Topological sort with an objective function
Asked Answered
A

2

15

I have a DAG with N nodes, i.e., 1, 2, ..., N, and each node has a weight (we can call it time) x_1, x_2, ..., x_N. I want to do a topological sorting but the difficulty is that I have an objective function when sorting. My objective function is to minimize the total time between several pairs of nodes.

For example, I have a DAG with 6 nodes, and I want a specific topological sorting such that (1,3) + (2,4) is minimized, where (A,B) denotes the time between two nodes A and B. For instance, if we have a sort [1, 6, 3, 2, 5, 4, 7], (1,3) = x_6 and (2,4) = x_5. Based on the DAG, I want to find a sorting that minimizes (1,3) + (2,4).

I have been thinking this problem for a while. Generate all possible topological sorts (reference link) and calculate the objective function one by one is always a possible solution but it takes too much time if N is large. I was also suggested to use branch-bound pruning when generating all possible sorts (I am not very familiar branch-bound but I think that won't dramatically reduce the complexity).

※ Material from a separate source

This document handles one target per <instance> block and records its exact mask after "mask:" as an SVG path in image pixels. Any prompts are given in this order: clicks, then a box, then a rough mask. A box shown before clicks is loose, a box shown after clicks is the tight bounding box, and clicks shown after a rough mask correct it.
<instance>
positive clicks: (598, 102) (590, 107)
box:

Any (optimal or heuristic) algorithm for this kind of problem? It would be perfect if the algorithm can also be applied to other objective functions such as minimizing the total starting time for some nodes. Any suggestion is appreciated.

PS: Or alternatively, is it possible to formulate this problem as a linear integer optimization problem?

Axum answered 13/7, 2016 at 7:56 Comment(7)
I suspect this problem is hard, because 2 small variations of it definitely are: (1) If the sum of distances is replaced with the maximum of distances, then you can reduce the NP-hard Bandwidth Minimisation problem to this problem (starting from the input graph G, delete all edges and add a single root vertex with an out-edge to every other vertex -- this means that any ordering of the original n vertices is a valid topological order -- and for each edge (u, v) in G (that you deleted), add a term (u,v) to the objective function to be minimised); ...Trichinosis
... (2) if you instead keep the sum (rather than maximum) of distances between pairs, but generalise the objective function slightly to allow each term (e.g. (1,3) or (2,4) in your example) to be multiplied by a separate weight, then you can reduce the NP-hard Quadratic Assignment Problem to this problem in the same way. It may be that even the special case of the QAP where every weight is 1 is still NP-hard -- that would imply that your problem is too -- but I wasn't able to confirm this with a few googles.Trichinosis
@ j_random_hacker. Thanks for your reply. I also believe this problem is NP-hard. I realized my problem is similar to Traveling Salesman Problem. I am not aware of the Quadratic Assignment Problem and Bandwidth Minimization Problem. Thanks for bringing the connection. I already designed a heuristic method for this problem. However, I am looking for a combinatorial optimization formulation such that branch-and-bound might be applied to get the optimal solution for a comparison of my heuristic method.Axum
Remember that to show NP-hardness, we need to be able to take an arbitrary instance of some known NP-hard problem (like QAP) and mechanically convert it into an instance of your problem. For the reductions I gave, we create an instance of your problem where the only precedence constraint is that the root vertex must come first: this is a valid possible instance of your problem, so an algorithm that solves your problem must be able to solve it. Look up (e.g. with Google) how reductions from NP-hard problems can be used to show NP-hardness of a problem if you're confused.Trichinosis
(For clarity: We need to more than just show that instances of an NP-hard problem can be converted to instances of your problem -- but the key point here is that it doesn't matter if your problem allows other constraints that we don't make use of, or make full use of, in the reduction.)Trichinosis
My goal is not to show the NP-hardness. I am looking for an optimal algorithm to compare with my heuristic method. I think it might be formulated as a combinatorial optimization problem. Sorry for the confusion.Axum
The point of showing NP-hardness is to demonstrate that there (very probably) is no "good" way of solving this problem. That is, the point is to save you, and anybody who reads your question, a lot of hard work looking for such an algorithm that would amount to nothing.Trichinosis
K
1

One way to solve this is as follows:

First we run All-Pairs shortest path algorithm Floyd-Warshall. This algorithm can be coded in essentially 5 lines of code and it runs in O(V^3) time. It generates the shortest paths between each of the pair of vertices in the graph, i.e., it generates V X V matrix of shortest paths as its output.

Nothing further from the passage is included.